To solve the first problem, that we didn’t have full control over the source database in AWS, we needed the help of Heroku’s Data Solution Architecture team. They setup a secure S3 bucket with a recent backup of our database and up-to-date WAL files. In our AWS account we setup an EC2 instance and installed PostgreSQL and a tool called Wal-E. Wal-E is a program that allows you to setup continuous archiving via a base backup and WAL files. The Wal-E documentation was great and setting up continuous archiving was fairly simple. It took several hours for Wal-E to catch up to the primary database, but when that was done, we had a read-only follower in AWS of our primary database in Heroku. Like with the major version upgrade, we put our API into read-only mode, made the follower our primary database, and recycled our application dynos. Total downtime was less than a minute.

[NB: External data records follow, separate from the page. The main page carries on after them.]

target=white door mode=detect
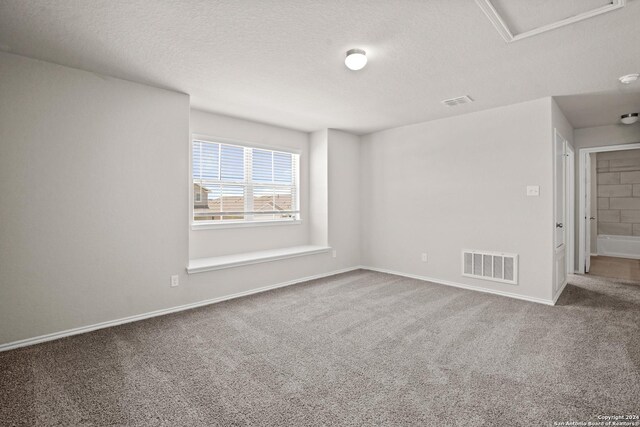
[582,153,591,273]
[554,130,567,294]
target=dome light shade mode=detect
[344,49,367,71]
[620,113,638,125]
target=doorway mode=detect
[578,143,640,280]
[553,129,575,299]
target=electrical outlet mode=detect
[527,185,540,197]
[171,274,180,288]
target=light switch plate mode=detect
[527,185,540,196]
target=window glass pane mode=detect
[251,149,273,182]
[273,152,293,184]
[192,141,220,179]
[193,184,222,221]
[219,184,244,219]
[192,140,299,227]
[220,144,244,181]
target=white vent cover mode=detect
[462,249,518,285]
[441,95,473,107]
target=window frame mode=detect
[189,133,302,230]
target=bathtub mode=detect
[598,234,640,259]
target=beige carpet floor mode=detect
[0,271,640,426]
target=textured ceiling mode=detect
[556,90,640,128]
[0,0,640,133]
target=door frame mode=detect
[565,143,576,274]
[577,143,640,274]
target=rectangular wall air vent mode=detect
[462,249,518,285]
[442,95,473,107]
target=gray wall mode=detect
[573,124,640,268]
[596,150,640,236]
[0,53,189,344]
[361,98,556,300]
[0,53,360,345]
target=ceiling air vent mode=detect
[442,95,473,107]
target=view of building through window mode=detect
[192,140,300,222]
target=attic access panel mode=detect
[476,0,626,43]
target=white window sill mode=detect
[187,246,331,274]
[191,219,302,230]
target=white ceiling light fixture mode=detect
[620,113,638,125]
[618,74,640,85]
[344,49,367,71]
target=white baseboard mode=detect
[553,280,569,305]
[0,266,360,352]
[591,251,640,259]
[360,266,564,305]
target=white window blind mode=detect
[192,140,300,223]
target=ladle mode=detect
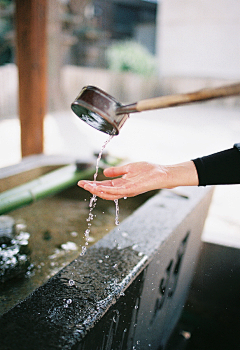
[71,83,240,135]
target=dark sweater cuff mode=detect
[193,144,240,186]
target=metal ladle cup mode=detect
[71,83,240,135]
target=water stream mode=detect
[81,135,116,255]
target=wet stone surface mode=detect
[0,247,142,350]
[0,215,32,287]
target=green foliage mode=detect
[107,41,156,76]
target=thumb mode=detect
[103,165,127,177]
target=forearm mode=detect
[193,144,240,186]
[165,161,199,188]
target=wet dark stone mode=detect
[0,247,142,350]
[0,215,15,245]
[0,216,30,283]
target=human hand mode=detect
[78,161,198,200]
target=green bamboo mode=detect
[0,165,95,215]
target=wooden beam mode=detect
[16,0,47,157]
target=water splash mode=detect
[80,135,114,255]
[114,199,119,225]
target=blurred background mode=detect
[0,0,240,166]
[0,0,240,350]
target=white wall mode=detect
[158,0,240,80]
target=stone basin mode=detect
[0,154,213,350]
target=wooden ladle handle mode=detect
[116,83,240,115]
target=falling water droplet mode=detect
[114,199,119,226]
[68,280,75,287]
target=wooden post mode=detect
[16,0,47,157]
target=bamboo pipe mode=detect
[115,83,240,115]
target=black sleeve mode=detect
[193,144,240,186]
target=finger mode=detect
[103,165,127,177]
[77,180,112,188]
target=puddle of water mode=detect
[0,180,156,314]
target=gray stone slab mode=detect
[0,188,212,350]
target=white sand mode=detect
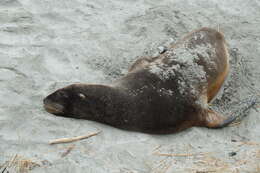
[0,0,260,173]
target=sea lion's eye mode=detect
[79,93,86,99]
[58,91,69,98]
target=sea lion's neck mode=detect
[72,85,132,127]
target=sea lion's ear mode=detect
[78,93,86,99]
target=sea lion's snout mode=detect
[43,98,64,114]
[43,90,70,115]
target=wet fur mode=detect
[44,28,233,134]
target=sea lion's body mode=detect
[44,28,234,133]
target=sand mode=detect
[0,0,260,173]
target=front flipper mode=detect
[201,109,236,128]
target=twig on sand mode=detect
[49,131,102,145]
[61,144,75,157]
[153,152,208,157]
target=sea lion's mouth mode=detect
[44,103,64,114]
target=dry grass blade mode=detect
[153,152,209,157]
[61,145,75,157]
[49,131,101,145]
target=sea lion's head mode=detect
[43,87,74,115]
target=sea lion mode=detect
[44,28,235,134]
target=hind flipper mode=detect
[201,109,236,128]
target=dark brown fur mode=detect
[44,28,234,134]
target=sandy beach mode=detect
[0,0,260,173]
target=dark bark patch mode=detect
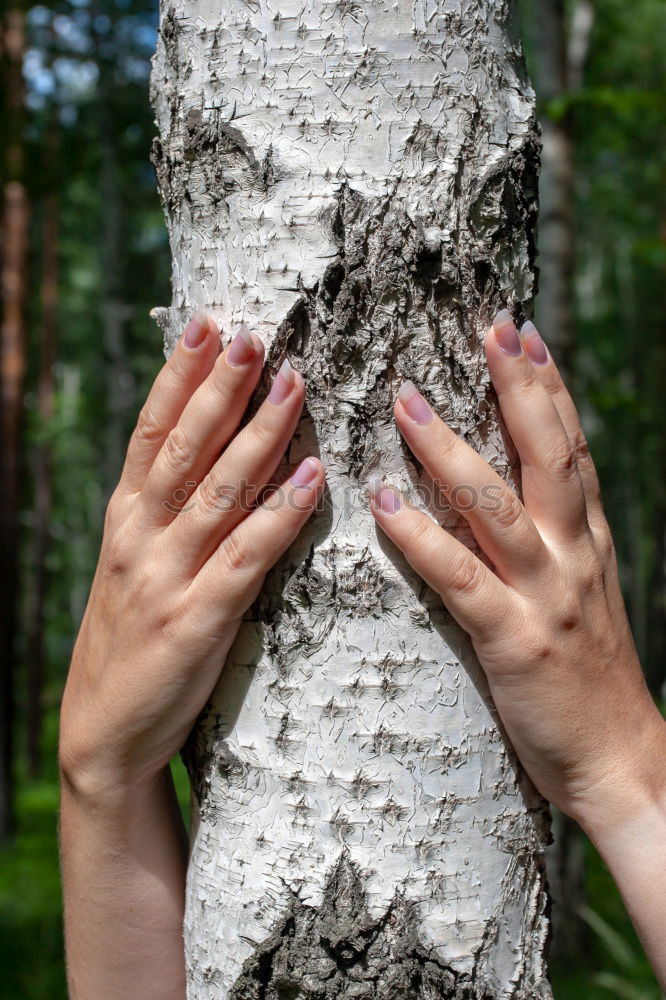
[229,853,492,1000]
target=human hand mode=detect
[371,312,666,831]
[60,314,324,792]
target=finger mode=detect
[485,310,589,539]
[118,312,220,493]
[191,458,324,621]
[166,362,304,574]
[140,325,263,526]
[370,483,511,641]
[520,323,606,528]
[395,382,548,583]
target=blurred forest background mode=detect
[0,0,666,1000]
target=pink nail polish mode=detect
[183,311,210,351]
[398,381,433,424]
[268,358,296,406]
[520,320,550,365]
[493,309,523,358]
[291,458,319,487]
[368,476,402,514]
[227,323,254,367]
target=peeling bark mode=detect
[152,0,551,1000]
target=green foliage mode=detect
[581,906,663,1000]
[0,0,666,1000]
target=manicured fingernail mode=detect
[183,312,211,351]
[368,476,402,514]
[493,309,523,358]
[227,323,254,367]
[520,320,550,365]
[291,458,319,486]
[398,382,433,424]
[268,358,296,406]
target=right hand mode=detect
[60,314,324,793]
[371,313,666,833]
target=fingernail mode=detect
[493,309,523,358]
[398,381,432,424]
[227,323,254,367]
[368,476,402,514]
[183,311,210,351]
[268,358,296,406]
[520,320,550,365]
[291,458,319,486]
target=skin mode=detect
[60,313,666,1000]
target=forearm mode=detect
[583,723,666,989]
[60,769,187,1000]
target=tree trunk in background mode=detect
[92,16,134,496]
[27,188,59,778]
[153,0,551,1000]
[0,2,28,838]
[526,0,594,957]
[531,0,594,375]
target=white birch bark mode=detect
[153,0,551,1000]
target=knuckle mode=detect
[213,354,231,394]
[104,490,120,535]
[104,534,131,576]
[197,475,224,514]
[580,562,606,595]
[571,427,592,464]
[167,351,188,384]
[557,598,583,632]
[405,516,432,551]
[434,426,461,464]
[220,532,254,573]
[597,526,615,566]
[511,358,537,396]
[134,405,162,444]
[544,438,578,481]
[490,490,523,528]
[163,426,193,473]
[449,552,481,596]
[246,412,277,451]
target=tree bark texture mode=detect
[152,0,551,1000]
[530,0,594,373]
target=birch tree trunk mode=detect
[152,0,551,1000]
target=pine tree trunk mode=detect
[0,0,29,840]
[153,0,551,1000]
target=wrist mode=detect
[567,703,666,853]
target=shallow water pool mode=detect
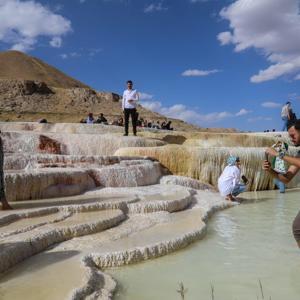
[107,190,300,300]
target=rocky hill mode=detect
[0,51,89,88]
[0,51,234,131]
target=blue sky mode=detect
[0,0,300,131]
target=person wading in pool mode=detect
[263,120,300,248]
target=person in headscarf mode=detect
[218,156,247,201]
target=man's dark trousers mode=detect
[124,108,136,135]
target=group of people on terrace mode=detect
[80,80,173,136]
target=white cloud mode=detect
[261,101,282,108]
[60,53,69,59]
[141,101,250,126]
[218,0,300,83]
[0,0,72,51]
[235,108,252,117]
[144,2,168,13]
[139,92,153,100]
[50,36,62,48]
[181,69,221,77]
[88,48,102,56]
[248,116,272,123]
[59,48,102,59]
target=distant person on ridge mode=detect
[85,113,95,124]
[0,135,12,210]
[122,80,139,136]
[281,101,292,131]
[95,113,108,125]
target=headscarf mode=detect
[227,155,240,166]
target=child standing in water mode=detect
[271,141,289,193]
[218,156,248,201]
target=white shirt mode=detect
[281,104,291,117]
[218,166,241,196]
[122,89,139,110]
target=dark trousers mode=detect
[293,211,300,247]
[0,137,5,201]
[124,108,136,134]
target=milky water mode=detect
[107,190,300,300]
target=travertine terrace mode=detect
[0,123,298,299]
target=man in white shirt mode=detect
[122,80,139,136]
[281,101,291,131]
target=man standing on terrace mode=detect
[263,120,300,248]
[122,80,139,136]
[0,131,12,210]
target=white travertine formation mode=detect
[90,160,162,187]
[5,168,96,201]
[0,123,288,300]
[5,159,162,201]
[2,131,165,155]
[115,145,300,191]
[0,210,125,273]
[159,175,215,190]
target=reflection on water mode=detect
[0,251,85,300]
[108,190,300,300]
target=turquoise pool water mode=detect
[107,190,300,300]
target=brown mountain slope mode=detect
[0,51,88,88]
[0,51,237,132]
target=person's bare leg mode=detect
[293,211,300,248]
[1,198,13,210]
[225,194,235,201]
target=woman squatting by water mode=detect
[263,120,300,248]
[218,156,247,201]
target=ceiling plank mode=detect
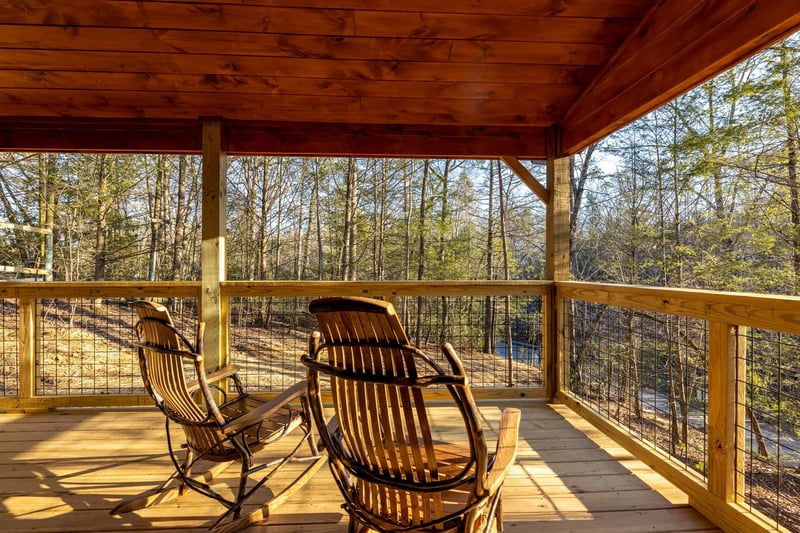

Once the primary database was hosted in our AWS account, we had to get the data into Amazon Aurora. To do this we used AWS Data Migration Service. With DMS you define source and target databases and then define one or several tasks to move tables and rows to the target database. DMS can also validate the data is the same between the source and target after it has been migrated. We needed to migrate approximately 120 tables and they fell into one of four categories each with their own DMS task. The first criteria was whether or not the tables needed to be continuously replicated after migration, which DMS supports. About 90% of our tables get updated due to our API interacting with internal applications at Vericred. We had the luxury of temporarily turning off any services in our API that updated these tables during the migration without impacting our customers. The second consideration was whether or not a table contained a LOB column. LOB columns are types with large binary objects and can include text, JSON, JSONB and BYTEA. DMS can successfully handle LOB columns with large amounts of data using “FULL LOB MODE” but running a task in this mode severely impacts migration performance, so it’s important to segregate tables that require full LOB mode into a separate task. Migrating all the tables took about four hours. The migration of tables with LOB columns consisting of JSONB that could be several megabytes in size took up the majority of that time.

DMS migrates the tables and the data inside them, but it doesn’t migrate indices, primary keys, foreign keys, triggers, or user defined types and functions. After the data migration was complete, we had to reapply all of these by running SQL scripts we prepared ahead of time on the Aurora instance. Running all these scripts took another two and a half hours. After that was complete, we were ready to cutover to Aurora as our primary database. Again, we put the API in read-only mode, turned off continuously replication in DMS, pointed the API at the new database, and recycled the application dynos. This took less than a minute and we were back up and running.

The migration took a fair amount of planning, coordination, and testing by the engineering team, as well as some help from the experts at Heroku. But, all in all it turned out to be less painful than expected to migrate our 1TB database not only from one cloud provider to another, but from one database engine to another with almost no noticeable downtime to our customers.